Mas nem tudo está perdido. Há momentos em que O Intruso brilha, especialmente quando LaBruce permite que a narrativa respire. As sequências finais, por exemplo, são surpreendentemente poéticas, com uma beleza visual que contrasta com a crueza do restante do filme. É nessas horas que você percebe o potencial da história e lamenta que ele não tenha sido explorado de forma mais consistente.

E, claro, não podemos ignorar o humor. Sim, há humor no filme, mesmo que seja do tipo “eu não acredito que estou vendo isso”. A cena em que um personagem transa com a letra “L” da palavra “Capitalismo” é tão absurda que chega a ser genial. É o tipo de coisa que só LaBruce conseguiria fazer funcionar – ou quase funcionar.

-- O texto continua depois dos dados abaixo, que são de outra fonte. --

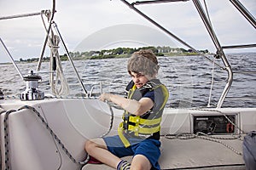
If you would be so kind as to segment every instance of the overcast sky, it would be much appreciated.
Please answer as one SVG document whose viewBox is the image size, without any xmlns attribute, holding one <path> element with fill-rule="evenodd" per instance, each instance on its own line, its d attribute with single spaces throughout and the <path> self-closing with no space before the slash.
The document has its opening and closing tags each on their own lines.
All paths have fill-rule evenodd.
<svg viewBox="0 0 256 170">
<path fill-rule="evenodd" d="M 240 13 L 234 11 L 230 1 L 207 3 L 221 44 L 255 43 L 255 29 L 241 19 Z M 256 0 L 241 0 L 241 3 L 255 18 Z M 203 1 L 201 3 L 204 6 Z M 136 7 L 193 48 L 215 52 L 192 1 Z M 50 8 L 50 0 L 0 0 L 0 17 Z M 56 11 L 54 20 L 69 51 L 148 45 L 184 48 L 119 0 L 58 0 Z M 44 37 L 40 16 L 0 20 L 0 37 L 15 60 L 38 57 Z M 61 48 L 60 51 L 63 53 Z M 0 44 L 0 62 L 6 61 L 10 60 Z"/>
</svg>

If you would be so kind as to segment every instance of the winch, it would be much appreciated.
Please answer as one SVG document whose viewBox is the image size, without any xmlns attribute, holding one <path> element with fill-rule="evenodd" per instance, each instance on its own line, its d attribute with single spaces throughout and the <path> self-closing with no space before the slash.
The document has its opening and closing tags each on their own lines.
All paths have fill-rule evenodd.
<svg viewBox="0 0 256 170">
<path fill-rule="evenodd" d="M 26 82 L 26 90 L 20 94 L 21 100 L 38 100 L 44 99 L 44 93 L 38 90 L 38 81 L 42 77 L 33 71 L 30 71 L 29 74 L 23 77 Z"/>
</svg>

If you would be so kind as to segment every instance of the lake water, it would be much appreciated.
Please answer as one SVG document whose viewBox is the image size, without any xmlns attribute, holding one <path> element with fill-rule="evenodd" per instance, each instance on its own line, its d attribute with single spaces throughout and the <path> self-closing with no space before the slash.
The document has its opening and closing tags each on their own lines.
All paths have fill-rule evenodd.
<svg viewBox="0 0 256 170">
<path fill-rule="evenodd" d="M 255 71 L 256 54 L 227 54 L 234 71 Z M 125 85 L 131 77 L 126 71 L 128 59 L 90 60 L 74 61 L 74 65 L 88 92 L 94 88 L 94 93 L 100 92 L 99 82 L 102 91 L 123 95 Z M 211 106 L 215 106 L 222 94 L 227 79 L 227 72 L 216 63 L 224 66 L 220 60 L 213 64 L 201 56 L 158 57 L 160 70 L 158 77 L 165 83 L 170 92 L 168 107 L 198 107 L 207 106 L 209 98 Z M 69 96 L 81 96 L 84 93 L 75 73 L 68 61 L 62 63 L 66 78 L 70 83 Z M 43 63 L 42 81 L 39 89 L 46 94 L 50 93 L 49 82 L 49 63 Z M 37 63 L 18 64 L 23 75 L 30 70 L 36 70 Z M 15 68 L 9 64 L 0 65 L 0 89 L 4 96 L 18 96 L 25 89 L 25 83 Z M 213 75 L 213 78 L 212 78 Z M 234 73 L 234 82 L 229 98 L 255 99 L 255 73 Z M 213 85 L 212 82 L 213 80 Z M 212 89 L 212 93 L 210 93 Z M 223 107 L 255 107 L 256 100 L 226 100 Z"/>
</svg>

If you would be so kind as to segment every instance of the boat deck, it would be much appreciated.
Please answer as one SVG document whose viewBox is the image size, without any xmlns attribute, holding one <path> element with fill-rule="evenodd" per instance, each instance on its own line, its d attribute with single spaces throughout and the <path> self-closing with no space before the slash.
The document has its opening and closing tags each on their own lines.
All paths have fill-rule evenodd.
<svg viewBox="0 0 256 170">
<path fill-rule="evenodd" d="M 227 138 L 225 135 L 218 136 Z M 246 169 L 241 139 L 189 139 L 161 137 L 161 169 Z M 216 141 L 212 141 L 216 140 Z M 131 156 L 124 159 L 131 162 Z M 87 164 L 82 170 L 113 170 L 103 164 Z"/>
</svg>

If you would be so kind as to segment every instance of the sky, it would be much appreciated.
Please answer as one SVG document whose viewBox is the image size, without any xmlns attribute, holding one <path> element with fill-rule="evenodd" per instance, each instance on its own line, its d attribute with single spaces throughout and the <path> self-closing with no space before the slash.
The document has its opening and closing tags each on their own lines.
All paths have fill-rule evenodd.
<svg viewBox="0 0 256 170">
<path fill-rule="evenodd" d="M 132 3 L 134 1 L 128 1 Z M 240 1 L 256 18 L 256 1 Z M 51 9 L 51 0 L 0 0 L 0 17 Z M 203 0 L 201 5 L 205 6 Z M 235 11 L 228 0 L 207 0 L 213 29 L 223 45 L 255 43 L 255 29 Z M 215 53 L 192 1 L 136 6 L 151 19 L 195 49 Z M 117 47 L 170 46 L 184 48 L 119 0 L 58 0 L 54 21 L 68 51 L 90 51 Z M 45 30 L 41 16 L 0 20 L 0 37 L 15 60 L 38 58 Z M 251 49 L 227 49 L 232 52 Z M 49 56 L 47 49 L 45 55 Z M 60 54 L 64 54 L 60 44 Z M 0 63 L 10 62 L 0 43 Z"/>
</svg>

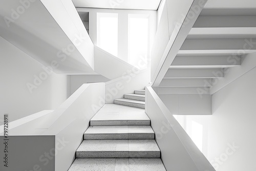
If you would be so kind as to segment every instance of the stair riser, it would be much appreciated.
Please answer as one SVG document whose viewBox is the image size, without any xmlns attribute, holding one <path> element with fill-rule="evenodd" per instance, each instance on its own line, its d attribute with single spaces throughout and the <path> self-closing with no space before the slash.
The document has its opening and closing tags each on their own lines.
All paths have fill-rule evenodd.
<svg viewBox="0 0 256 171">
<path fill-rule="evenodd" d="M 91 126 L 103 125 L 150 125 L 150 120 L 91 121 Z"/>
<path fill-rule="evenodd" d="M 84 140 L 110 139 L 154 139 L 154 134 L 88 134 L 83 136 Z"/>
<path fill-rule="evenodd" d="M 145 101 L 145 97 L 138 97 L 135 96 L 129 96 L 129 95 L 124 95 L 124 98 L 132 100 L 136 100 Z"/>
<path fill-rule="evenodd" d="M 134 94 L 145 95 L 145 91 L 135 91 Z"/>
<path fill-rule="evenodd" d="M 78 158 L 160 158 L 160 152 L 76 152 Z"/>
<path fill-rule="evenodd" d="M 138 103 L 131 103 L 125 101 L 120 101 L 118 100 L 114 100 L 114 103 L 117 104 L 120 104 L 123 105 L 127 105 L 131 107 L 145 109 L 145 104 L 138 104 Z"/>
</svg>

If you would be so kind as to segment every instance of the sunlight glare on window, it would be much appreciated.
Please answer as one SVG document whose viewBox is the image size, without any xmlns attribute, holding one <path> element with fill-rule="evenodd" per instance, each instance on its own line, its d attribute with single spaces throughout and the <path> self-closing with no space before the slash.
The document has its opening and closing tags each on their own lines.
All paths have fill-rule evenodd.
<svg viewBox="0 0 256 171">
<path fill-rule="evenodd" d="M 141 63 L 140 61 L 143 60 L 142 58 L 147 58 L 148 17 L 144 15 L 129 15 L 128 62 L 134 66 L 138 66 Z M 145 68 L 146 61 L 144 63 Z M 141 67 L 140 68 L 142 68 Z"/>
</svg>

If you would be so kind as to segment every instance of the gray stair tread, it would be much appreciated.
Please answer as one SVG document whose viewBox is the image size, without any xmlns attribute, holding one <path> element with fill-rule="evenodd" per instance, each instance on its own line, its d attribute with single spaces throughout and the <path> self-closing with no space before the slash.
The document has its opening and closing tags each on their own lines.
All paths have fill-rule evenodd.
<svg viewBox="0 0 256 171">
<path fill-rule="evenodd" d="M 95 121 L 146 120 L 150 118 L 142 109 L 116 104 L 105 104 L 91 119 Z"/>
<path fill-rule="evenodd" d="M 122 101 L 122 102 L 133 103 L 138 103 L 140 104 L 145 104 L 145 101 L 136 100 L 132 100 L 125 98 L 115 99 L 115 101 Z"/>
<path fill-rule="evenodd" d="M 155 140 L 83 140 L 76 153 L 159 152 Z"/>
<path fill-rule="evenodd" d="M 127 96 L 136 96 L 136 97 L 145 97 L 145 95 L 143 94 L 126 94 L 125 95 Z"/>
<path fill-rule="evenodd" d="M 76 159 L 69 171 L 166 171 L 160 158 Z"/>
<path fill-rule="evenodd" d="M 149 125 L 91 126 L 84 134 L 154 134 Z"/>
</svg>

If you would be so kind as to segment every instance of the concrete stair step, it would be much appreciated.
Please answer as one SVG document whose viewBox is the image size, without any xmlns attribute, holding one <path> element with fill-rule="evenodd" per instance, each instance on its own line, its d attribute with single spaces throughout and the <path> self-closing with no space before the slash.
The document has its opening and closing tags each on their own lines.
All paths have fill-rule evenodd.
<svg viewBox="0 0 256 171">
<path fill-rule="evenodd" d="M 85 140 L 154 139 L 149 125 L 91 126 L 84 133 Z"/>
<path fill-rule="evenodd" d="M 115 99 L 114 103 L 127 105 L 132 107 L 135 107 L 141 109 L 145 109 L 145 101 L 127 99 L 125 98 Z"/>
<path fill-rule="evenodd" d="M 76 158 L 160 158 L 155 140 L 83 140 Z"/>
<path fill-rule="evenodd" d="M 145 95 L 137 94 L 125 94 L 124 98 L 145 101 Z"/>
<path fill-rule="evenodd" d="M 69 171 L 166 171 L 160 158 L 76 159 Z"/>
<path fill-rule="evenodd" d="M 107 104 L 91 119 L 91 126 L 150 125 L 150 119 L 142 109 Z"/>
<path fill-rule="evenodd" d="M 145 95 L 145 90 L 135 90 L 134 91 L 134 94 L 142 94 L 142 95 Z"/>
</svg>

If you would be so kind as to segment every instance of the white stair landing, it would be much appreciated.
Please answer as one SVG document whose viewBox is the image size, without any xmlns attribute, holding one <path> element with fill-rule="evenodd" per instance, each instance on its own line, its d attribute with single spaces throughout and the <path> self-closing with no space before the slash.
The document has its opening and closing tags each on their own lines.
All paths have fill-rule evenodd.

No final das contas, O Intruso é um filme que tenta ser muitas coisas ao mesmo tempo: uma crítica social, uma homenagem a Pasolini, um experimento visual e, claro, um filme pornô. E é justamente essa ambição excessiva que acaba sendo sua ruína. LaBruce, que já nos presenteou com obras incríveis como “Gerontophilia” e “Saint-Narcisse”, parece ter se perdido em suas próprias provocações desta vez.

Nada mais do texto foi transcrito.